Illegale Datenabfragen: Finanzbeamter vor Gericht

Symbolbild
Er soll Freunden und Prominenten „nachgeschnüffelt“ haben. Das Urteil (sieben Monate bedingt) ist noch nicht rechtskräftig.

Ein Finanzbeamter, der über Jahre hinweg im Abgabeninformationssystem (AIS) des Bundes nach personenbezogenen Daten von Arbeits- und ehemaligen Schulkollegen stöberte, ist am Montag im Wiener Landesgericht wegen Amtsmissbrauchs zu sieben Monaten bedingt verurteilt worden. Er war damit einverstanden, Staatsanwältin Patricia Frank gab vorerst keine Erklärung ab. Das Urteil ist nicht rechtskräftig.

Der 45-Jährige interessierte sich nicht nur für mehr oder weniger gute Bekannte, sondern darüber hinaus für Prominente wie den Wirtschaftsbund-Obmann Christoph Leitl oder den mittlerweile verstorbenen Billa-Gründer Karl Wlaschek.

Im Zweifel dienstliches Interesse

In diesen Fällen ging der Schöffensenat davon aus, dass bei den Abfragen im Zweifel ein dienstliches Interesse gegeben war, weshalb der Beamte nur zu 14 von insgesamt 36 betroffenen Personen schuldig erkannt wurde. Der Angeklagte war im Tatzeitraum, der die Jahre 2009 bis 2014 umfasste, als Betriebsprüfer auch für Körperschaften des öffentlichen Rechts, parteinahe Organisationen und den ORF zuständig.

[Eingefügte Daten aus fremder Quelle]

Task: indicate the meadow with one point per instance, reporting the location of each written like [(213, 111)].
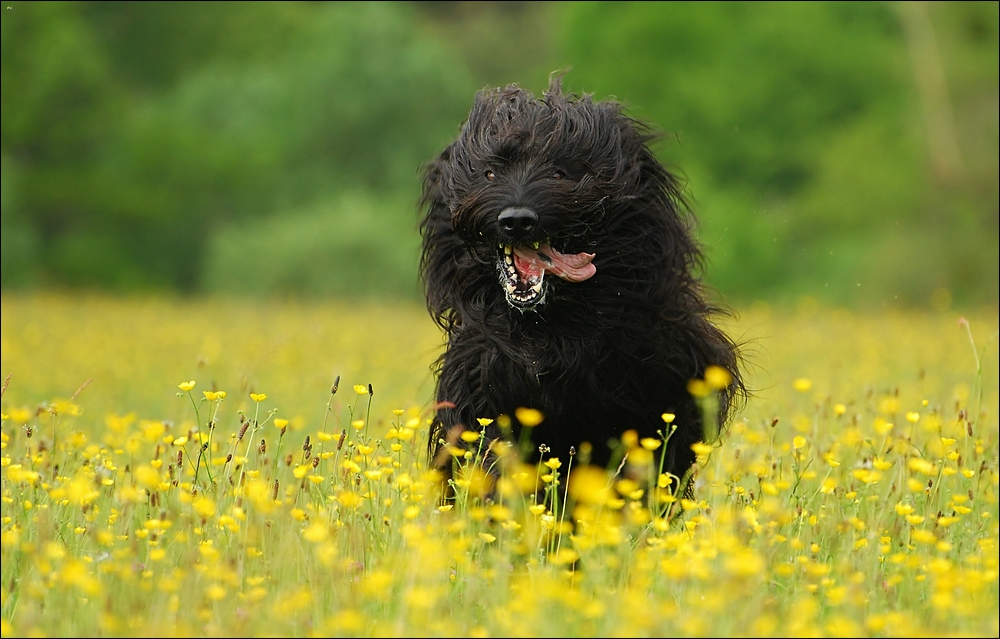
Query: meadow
[(176, 467)]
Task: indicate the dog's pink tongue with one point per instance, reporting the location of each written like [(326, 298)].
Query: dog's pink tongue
[(572, 268)]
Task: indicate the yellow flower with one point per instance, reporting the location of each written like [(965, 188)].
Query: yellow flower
[(701, 448), (650, 443), (698, 388)]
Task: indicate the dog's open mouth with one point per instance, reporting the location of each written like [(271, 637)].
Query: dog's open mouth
[(523, 268)]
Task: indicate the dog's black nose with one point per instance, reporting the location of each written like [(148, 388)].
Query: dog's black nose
[(518, 222)]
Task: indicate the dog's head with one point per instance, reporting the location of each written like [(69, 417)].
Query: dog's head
[(543, 193)]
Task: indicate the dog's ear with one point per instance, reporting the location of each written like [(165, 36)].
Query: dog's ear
[(441, 248)]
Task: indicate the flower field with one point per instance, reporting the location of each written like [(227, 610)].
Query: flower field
[(181, 468)]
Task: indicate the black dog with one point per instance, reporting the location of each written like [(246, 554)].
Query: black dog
[(558, 257)]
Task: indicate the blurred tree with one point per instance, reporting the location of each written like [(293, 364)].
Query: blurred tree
[(799, 128), (134, 131), (847, 151)]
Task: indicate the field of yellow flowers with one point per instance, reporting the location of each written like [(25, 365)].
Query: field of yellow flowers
[(177, 467)]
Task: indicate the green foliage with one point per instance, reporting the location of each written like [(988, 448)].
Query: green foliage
[(350, 97), (354, 246), (844, 151), (800, 130)]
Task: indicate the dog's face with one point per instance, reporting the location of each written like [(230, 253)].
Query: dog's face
[(532, 187)]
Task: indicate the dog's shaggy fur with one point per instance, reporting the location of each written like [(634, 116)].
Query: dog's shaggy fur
[(559, 259)]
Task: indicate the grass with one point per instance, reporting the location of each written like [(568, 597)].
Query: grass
[(856, 493)]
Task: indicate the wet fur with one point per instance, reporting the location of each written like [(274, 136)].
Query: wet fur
[(598, 357)]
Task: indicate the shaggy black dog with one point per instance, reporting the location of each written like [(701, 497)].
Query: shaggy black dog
[(558, 257)]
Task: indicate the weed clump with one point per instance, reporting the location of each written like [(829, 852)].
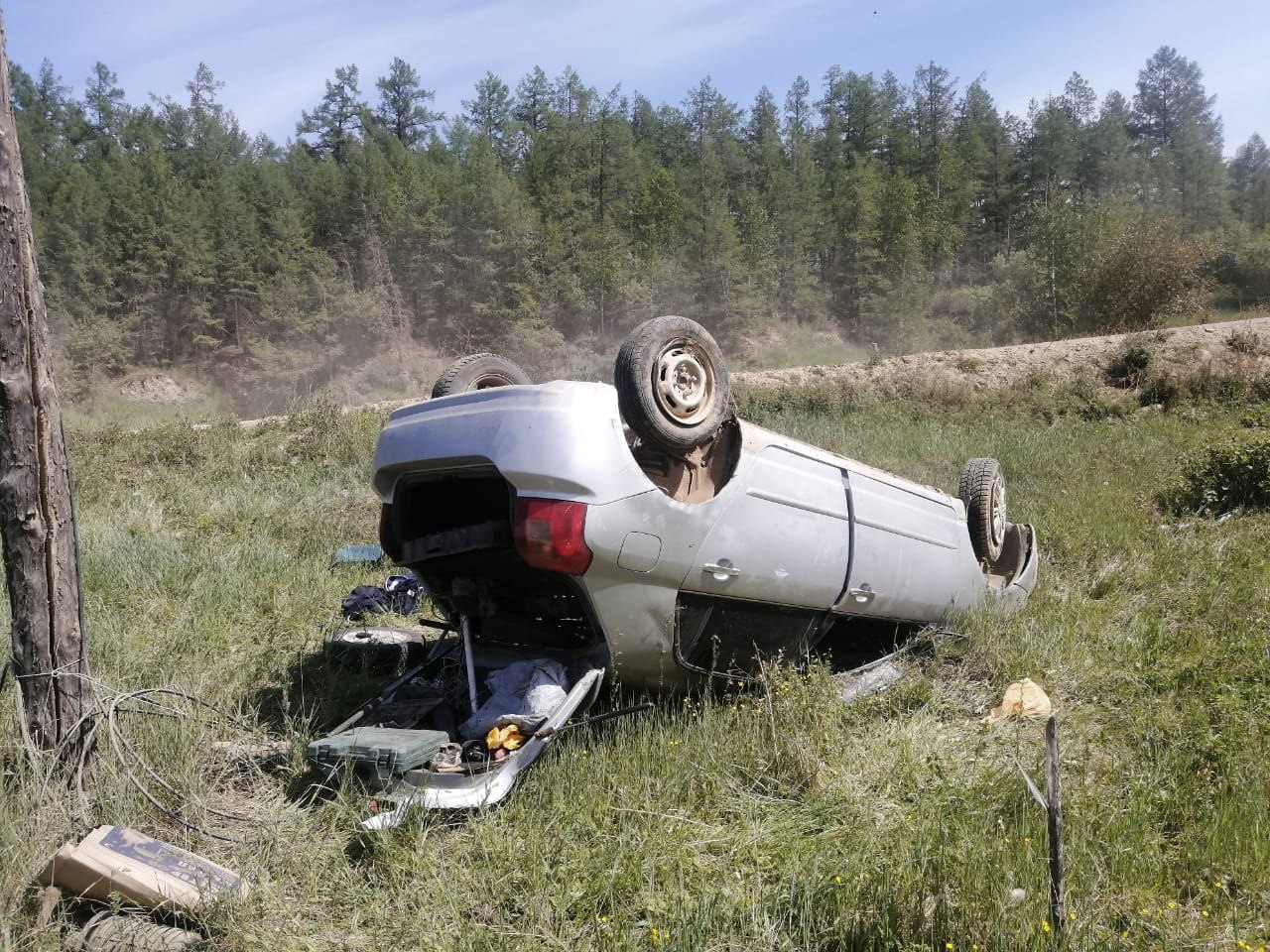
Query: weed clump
[(1128, 367), (1225, 477)]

Der Mann war vor Gericht bemüht, mit einem reumütigen Geständnis zu punkten. Er schaffte es aber nur begrenzt, eine nachvollziehbare Erklärung abzuliefern, weshalb er sich für den Wohnsitz, Telefonnummern, Geburtsdaten und Einkommensverhältnisse seiner Kollegen interessierte.

„Irren ist menschlich“

Einerseits führte er „Arbeits- und Denkfehler“ ins Treffen. So sei es vorgekommen, dass er bei einigen Abfragen aufgrund einer zufälligen Namensgleichheit im falschen Datensatz landete. „Wie kann das passieren?“, meinte Richter Christian Gneist. „Irren ist menschlich“, beschied ihm der Angeklagte lapidar.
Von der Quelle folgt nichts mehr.